Annesi samimi bir şekilde gülümser. Babasi sert ve yüksek ses bir tonla konuşur. "Bir dahakine derken neyi kast ediyorsun? Bu birdaha mı olucak yani?!" Reo cevap verir. "Onu kast etmemiştim. Sadece ben dışardayken yine böyle bir durum yaşanmaması için dikkat etmeye çalışacağımı kastetmiş-" Babası sinirli ve yüksek bir ses tonuyla sözünü keser. "Çalışacağımı değil! Direkt dikkat ediceksin! Sen benim varisimsin ve bu tür durumlara dikkat etmen gerekir anladın mı!?" Reo bu duruma sinirlenir ve patlar. "VARİS VARİS VARİS!! BIKTIM BU KELİMEDEN ARTIK! BENİ HİÇ UMURSADIĞINIZ VEYA DÜŞÜNDÜĞÜNÜZ YOK! HAKKIMDA HİÇBİRŞEY BİLE BİLMİYORSUNUZ! ÖZ OĞLUNUZU TANIMIYORSUNUZ!"
Babası da yükselip bağırmaya başlar.
"AİLENLE DÜZGÜN VE BAĞIRMADAN BİR ŞEKİLDE KONUŞSAN İYİ EDERSİN, REO. AYRICA SANA BU GÜZEL, ZENGİN HAYATI VEREN BEN VE ANNEN. BENCE BUNA SÖYLENMEMELİ VE MİNNETTAR OLUP, BİZE TEŞEKKÜR ETMELİSİN."
Reo içinden sövmeye başlar ama daha fazla da patlamak istemez.
Babası tekrardan konuşmaya başlar.
"Benimle gel. Sana bir ders vermenin zamanı yine gelmiş bakıyorum."
Reo'nun annesi hemen söze atlar.
"Tatlım lütfen yapma.. onun canının yanmasını istemi-"

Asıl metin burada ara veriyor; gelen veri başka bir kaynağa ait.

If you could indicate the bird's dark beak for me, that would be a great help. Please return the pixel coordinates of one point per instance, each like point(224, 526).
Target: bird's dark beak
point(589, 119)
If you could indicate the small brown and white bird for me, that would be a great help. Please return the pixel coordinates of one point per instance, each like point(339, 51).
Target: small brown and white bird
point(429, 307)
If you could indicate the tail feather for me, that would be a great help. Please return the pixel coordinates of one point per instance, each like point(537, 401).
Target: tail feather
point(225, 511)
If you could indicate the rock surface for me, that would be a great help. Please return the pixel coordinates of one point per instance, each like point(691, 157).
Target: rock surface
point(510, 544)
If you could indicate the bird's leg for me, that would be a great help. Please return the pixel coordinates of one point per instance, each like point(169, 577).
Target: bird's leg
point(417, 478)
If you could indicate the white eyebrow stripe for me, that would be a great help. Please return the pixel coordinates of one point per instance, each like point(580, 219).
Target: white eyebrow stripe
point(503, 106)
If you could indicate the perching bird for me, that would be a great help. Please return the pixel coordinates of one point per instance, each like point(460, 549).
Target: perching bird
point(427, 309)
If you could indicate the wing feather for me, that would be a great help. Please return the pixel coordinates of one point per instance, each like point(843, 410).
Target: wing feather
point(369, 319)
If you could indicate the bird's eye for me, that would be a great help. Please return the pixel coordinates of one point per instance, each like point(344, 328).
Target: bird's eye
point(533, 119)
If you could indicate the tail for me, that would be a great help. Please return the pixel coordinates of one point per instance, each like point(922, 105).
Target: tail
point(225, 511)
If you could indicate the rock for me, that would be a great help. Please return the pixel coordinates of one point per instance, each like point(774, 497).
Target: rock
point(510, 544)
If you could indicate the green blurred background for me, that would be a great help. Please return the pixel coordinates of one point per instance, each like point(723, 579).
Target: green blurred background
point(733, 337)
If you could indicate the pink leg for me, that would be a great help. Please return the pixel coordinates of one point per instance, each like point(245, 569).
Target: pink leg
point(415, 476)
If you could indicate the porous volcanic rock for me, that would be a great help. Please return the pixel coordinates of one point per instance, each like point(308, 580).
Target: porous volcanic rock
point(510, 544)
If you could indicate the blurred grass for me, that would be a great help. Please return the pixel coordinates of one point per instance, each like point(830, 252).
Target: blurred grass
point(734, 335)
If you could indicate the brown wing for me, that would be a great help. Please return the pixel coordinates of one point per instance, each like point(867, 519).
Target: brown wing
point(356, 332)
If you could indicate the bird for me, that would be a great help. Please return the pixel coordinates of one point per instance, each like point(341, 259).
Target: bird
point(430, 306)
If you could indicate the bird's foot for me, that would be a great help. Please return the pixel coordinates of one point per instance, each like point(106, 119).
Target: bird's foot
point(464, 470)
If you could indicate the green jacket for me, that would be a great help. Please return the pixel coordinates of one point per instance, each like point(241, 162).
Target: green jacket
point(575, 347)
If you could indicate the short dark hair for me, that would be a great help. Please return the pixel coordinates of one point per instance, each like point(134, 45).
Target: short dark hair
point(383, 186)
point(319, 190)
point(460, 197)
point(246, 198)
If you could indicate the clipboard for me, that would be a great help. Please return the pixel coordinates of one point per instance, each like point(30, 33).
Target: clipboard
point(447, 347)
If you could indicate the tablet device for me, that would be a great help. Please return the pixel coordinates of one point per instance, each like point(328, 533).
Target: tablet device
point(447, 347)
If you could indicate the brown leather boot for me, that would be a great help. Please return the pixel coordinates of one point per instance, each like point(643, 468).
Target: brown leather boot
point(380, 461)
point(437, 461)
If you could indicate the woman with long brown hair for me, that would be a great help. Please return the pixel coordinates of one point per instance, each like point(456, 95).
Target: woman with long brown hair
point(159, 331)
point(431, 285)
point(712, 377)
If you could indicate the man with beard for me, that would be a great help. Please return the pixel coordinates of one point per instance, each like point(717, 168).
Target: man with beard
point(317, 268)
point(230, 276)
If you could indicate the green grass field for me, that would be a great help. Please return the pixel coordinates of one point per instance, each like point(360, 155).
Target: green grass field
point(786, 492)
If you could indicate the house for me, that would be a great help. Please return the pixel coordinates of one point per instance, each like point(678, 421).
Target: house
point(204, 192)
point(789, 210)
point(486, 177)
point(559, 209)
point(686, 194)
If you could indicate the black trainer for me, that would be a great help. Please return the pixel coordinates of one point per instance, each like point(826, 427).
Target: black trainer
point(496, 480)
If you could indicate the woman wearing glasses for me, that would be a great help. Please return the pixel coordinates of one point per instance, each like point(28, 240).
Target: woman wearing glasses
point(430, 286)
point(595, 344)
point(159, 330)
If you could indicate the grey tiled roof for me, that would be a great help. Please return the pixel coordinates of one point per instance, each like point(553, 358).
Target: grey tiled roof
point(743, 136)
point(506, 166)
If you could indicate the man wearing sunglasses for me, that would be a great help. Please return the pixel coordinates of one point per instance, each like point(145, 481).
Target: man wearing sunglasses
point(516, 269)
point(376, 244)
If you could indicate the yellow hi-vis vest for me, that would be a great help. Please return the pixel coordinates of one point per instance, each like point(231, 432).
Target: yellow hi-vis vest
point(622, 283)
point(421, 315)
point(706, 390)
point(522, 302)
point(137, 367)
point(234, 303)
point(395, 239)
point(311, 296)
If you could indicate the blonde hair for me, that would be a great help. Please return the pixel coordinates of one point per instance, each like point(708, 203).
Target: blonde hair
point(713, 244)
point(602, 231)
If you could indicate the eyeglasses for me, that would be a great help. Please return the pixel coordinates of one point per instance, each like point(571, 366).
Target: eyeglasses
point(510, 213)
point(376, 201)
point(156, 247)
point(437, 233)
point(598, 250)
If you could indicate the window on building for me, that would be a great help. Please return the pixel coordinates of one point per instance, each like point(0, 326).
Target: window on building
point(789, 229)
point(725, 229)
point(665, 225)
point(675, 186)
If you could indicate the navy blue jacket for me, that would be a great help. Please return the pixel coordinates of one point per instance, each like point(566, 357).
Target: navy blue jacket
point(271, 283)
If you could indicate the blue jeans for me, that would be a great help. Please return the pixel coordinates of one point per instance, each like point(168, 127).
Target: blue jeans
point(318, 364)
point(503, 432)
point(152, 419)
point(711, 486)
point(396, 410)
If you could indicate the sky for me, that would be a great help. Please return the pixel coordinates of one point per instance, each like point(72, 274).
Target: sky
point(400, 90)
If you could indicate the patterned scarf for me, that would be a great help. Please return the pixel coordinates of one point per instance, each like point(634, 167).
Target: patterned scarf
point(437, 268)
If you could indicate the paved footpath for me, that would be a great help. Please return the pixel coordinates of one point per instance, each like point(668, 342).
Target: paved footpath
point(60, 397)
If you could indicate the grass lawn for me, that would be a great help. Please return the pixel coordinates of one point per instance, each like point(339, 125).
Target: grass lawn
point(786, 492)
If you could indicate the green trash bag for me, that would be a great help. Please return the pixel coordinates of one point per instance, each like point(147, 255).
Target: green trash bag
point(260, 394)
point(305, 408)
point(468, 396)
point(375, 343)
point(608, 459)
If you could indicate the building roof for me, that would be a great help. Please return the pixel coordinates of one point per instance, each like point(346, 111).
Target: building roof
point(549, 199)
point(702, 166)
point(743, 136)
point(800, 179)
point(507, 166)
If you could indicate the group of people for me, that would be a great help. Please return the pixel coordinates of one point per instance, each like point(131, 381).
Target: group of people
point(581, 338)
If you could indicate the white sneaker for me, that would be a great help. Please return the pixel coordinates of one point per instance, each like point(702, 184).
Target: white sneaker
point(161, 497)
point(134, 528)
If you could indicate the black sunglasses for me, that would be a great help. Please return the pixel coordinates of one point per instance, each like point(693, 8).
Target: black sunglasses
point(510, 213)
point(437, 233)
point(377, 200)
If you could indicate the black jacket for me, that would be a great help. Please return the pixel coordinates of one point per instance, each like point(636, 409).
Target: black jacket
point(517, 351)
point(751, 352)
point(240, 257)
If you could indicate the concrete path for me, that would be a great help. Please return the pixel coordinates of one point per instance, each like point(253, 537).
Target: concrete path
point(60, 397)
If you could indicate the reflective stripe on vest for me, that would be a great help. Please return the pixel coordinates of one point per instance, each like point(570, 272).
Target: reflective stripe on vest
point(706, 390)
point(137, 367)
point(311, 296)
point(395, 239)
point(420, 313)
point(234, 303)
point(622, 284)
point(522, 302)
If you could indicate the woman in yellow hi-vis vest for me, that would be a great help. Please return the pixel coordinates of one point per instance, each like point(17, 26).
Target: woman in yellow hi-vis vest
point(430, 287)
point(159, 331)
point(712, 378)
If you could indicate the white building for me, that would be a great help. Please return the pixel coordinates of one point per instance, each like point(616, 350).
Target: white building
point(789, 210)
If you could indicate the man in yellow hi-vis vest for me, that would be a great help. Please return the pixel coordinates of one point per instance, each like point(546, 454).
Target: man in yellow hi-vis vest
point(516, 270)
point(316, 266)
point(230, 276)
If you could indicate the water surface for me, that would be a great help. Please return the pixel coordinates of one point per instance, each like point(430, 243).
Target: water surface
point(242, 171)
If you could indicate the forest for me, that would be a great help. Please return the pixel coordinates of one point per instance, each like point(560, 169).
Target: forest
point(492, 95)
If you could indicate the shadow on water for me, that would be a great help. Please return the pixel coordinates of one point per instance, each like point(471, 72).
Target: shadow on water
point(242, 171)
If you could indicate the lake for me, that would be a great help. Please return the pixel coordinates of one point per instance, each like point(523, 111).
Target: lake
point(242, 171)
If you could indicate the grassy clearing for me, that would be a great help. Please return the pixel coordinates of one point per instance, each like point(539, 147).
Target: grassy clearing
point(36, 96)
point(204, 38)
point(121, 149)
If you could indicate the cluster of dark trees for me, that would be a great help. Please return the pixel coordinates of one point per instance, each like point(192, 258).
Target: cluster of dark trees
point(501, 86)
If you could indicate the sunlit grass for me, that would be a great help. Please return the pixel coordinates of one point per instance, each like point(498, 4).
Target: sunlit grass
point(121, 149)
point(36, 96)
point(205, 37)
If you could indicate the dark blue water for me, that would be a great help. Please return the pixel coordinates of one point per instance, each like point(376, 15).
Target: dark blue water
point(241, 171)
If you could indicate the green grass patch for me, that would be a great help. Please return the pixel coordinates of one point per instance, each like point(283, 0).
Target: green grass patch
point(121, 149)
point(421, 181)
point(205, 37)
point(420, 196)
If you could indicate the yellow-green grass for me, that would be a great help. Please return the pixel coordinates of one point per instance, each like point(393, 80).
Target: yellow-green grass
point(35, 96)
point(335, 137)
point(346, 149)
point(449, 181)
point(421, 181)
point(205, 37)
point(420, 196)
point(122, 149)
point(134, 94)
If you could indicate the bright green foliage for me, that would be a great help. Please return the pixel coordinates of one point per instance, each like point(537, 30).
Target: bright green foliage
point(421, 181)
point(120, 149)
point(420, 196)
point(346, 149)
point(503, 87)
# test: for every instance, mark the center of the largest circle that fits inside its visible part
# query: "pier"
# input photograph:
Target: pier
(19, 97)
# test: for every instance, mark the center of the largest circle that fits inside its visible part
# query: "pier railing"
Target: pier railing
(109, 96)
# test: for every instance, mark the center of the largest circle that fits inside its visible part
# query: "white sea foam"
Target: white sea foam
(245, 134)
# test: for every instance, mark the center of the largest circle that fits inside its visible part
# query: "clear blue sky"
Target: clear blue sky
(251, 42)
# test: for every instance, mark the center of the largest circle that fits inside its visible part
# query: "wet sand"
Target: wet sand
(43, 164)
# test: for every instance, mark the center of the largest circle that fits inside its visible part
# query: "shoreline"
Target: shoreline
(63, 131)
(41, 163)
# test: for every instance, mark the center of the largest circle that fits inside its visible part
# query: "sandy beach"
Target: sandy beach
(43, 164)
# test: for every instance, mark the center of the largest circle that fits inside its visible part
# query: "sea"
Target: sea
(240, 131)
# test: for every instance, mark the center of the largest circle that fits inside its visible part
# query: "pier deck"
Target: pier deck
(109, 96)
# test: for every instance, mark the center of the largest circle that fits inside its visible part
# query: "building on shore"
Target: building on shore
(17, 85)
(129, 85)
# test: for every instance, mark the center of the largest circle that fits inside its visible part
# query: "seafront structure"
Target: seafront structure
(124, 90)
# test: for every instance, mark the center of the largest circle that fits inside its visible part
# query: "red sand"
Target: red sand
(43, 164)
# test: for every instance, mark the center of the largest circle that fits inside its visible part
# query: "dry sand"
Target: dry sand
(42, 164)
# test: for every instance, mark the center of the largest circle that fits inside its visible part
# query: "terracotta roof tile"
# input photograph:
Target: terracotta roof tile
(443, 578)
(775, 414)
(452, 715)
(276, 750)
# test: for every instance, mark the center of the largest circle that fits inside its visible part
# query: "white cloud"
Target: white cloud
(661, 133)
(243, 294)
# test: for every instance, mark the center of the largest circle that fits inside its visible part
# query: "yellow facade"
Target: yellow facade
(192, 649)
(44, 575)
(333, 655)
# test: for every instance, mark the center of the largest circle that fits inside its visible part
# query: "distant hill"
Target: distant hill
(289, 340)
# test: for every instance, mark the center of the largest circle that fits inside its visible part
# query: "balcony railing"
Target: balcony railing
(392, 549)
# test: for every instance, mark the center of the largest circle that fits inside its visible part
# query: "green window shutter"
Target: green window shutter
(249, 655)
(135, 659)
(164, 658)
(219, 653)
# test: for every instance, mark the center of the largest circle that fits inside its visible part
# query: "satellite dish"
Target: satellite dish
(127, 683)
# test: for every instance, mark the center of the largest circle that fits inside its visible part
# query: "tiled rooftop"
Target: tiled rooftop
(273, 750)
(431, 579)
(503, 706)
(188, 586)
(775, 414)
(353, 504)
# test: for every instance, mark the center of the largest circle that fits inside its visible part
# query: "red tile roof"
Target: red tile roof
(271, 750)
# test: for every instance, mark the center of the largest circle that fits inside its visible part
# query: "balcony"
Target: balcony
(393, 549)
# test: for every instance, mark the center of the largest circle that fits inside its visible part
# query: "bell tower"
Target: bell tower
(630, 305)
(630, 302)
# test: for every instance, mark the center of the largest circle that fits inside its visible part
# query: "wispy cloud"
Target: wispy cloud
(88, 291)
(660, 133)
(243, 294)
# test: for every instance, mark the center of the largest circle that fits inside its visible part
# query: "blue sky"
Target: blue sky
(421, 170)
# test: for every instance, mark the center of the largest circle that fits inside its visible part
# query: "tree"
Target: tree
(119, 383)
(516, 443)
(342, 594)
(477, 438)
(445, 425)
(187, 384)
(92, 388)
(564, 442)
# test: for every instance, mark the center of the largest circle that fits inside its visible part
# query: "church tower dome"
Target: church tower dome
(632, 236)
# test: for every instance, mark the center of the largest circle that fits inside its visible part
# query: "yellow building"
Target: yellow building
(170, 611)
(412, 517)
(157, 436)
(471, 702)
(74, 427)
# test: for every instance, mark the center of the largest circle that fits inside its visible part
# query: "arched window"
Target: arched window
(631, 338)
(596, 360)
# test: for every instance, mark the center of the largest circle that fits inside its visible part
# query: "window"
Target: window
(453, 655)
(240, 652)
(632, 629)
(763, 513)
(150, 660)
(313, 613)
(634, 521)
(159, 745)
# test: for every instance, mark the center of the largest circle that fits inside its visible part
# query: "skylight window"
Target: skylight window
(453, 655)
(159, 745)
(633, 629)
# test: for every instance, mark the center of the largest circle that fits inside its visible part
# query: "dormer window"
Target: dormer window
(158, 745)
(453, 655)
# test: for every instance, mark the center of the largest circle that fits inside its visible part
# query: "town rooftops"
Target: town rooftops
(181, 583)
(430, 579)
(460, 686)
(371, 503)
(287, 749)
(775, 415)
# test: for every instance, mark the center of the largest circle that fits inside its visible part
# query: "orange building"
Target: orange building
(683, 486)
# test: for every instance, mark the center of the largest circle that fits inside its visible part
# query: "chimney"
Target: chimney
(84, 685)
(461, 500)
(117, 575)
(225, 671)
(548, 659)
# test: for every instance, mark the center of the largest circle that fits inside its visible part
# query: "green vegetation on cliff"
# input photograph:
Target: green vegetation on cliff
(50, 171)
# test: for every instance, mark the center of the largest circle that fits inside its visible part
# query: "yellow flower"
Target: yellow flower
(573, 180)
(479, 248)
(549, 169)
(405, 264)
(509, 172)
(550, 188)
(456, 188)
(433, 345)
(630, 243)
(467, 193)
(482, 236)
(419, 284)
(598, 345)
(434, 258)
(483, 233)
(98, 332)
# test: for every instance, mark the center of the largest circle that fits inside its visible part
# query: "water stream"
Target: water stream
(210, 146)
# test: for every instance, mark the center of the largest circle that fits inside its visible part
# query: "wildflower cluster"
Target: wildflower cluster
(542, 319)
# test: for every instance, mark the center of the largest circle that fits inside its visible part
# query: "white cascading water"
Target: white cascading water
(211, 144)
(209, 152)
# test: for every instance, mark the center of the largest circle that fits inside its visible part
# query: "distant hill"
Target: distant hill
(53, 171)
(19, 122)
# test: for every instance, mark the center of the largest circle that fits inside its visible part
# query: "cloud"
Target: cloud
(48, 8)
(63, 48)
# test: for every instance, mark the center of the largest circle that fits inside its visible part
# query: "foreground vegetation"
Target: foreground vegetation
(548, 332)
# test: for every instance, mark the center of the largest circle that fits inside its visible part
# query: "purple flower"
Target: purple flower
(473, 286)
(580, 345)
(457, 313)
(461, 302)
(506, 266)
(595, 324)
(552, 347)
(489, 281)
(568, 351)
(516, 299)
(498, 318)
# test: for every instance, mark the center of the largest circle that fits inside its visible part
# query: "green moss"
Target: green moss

Babası hafif sesini yükselterek, eşinin sözünü keser.
"Sen buna karışma! Bence bunu şuanda hakediyor. Bize karşı yaptığı saygısızlığı görmezden gelemem. Anladın mı beni!?"
Reo'nun annesi istemsiz bir şekilde kafasını sallar. Reo'ya "gerçekten üzgünüm.. sana yardım edemediğim için, elimden birşey gelemediği için gerçekten üzgünüm.. lütfen beni affettme."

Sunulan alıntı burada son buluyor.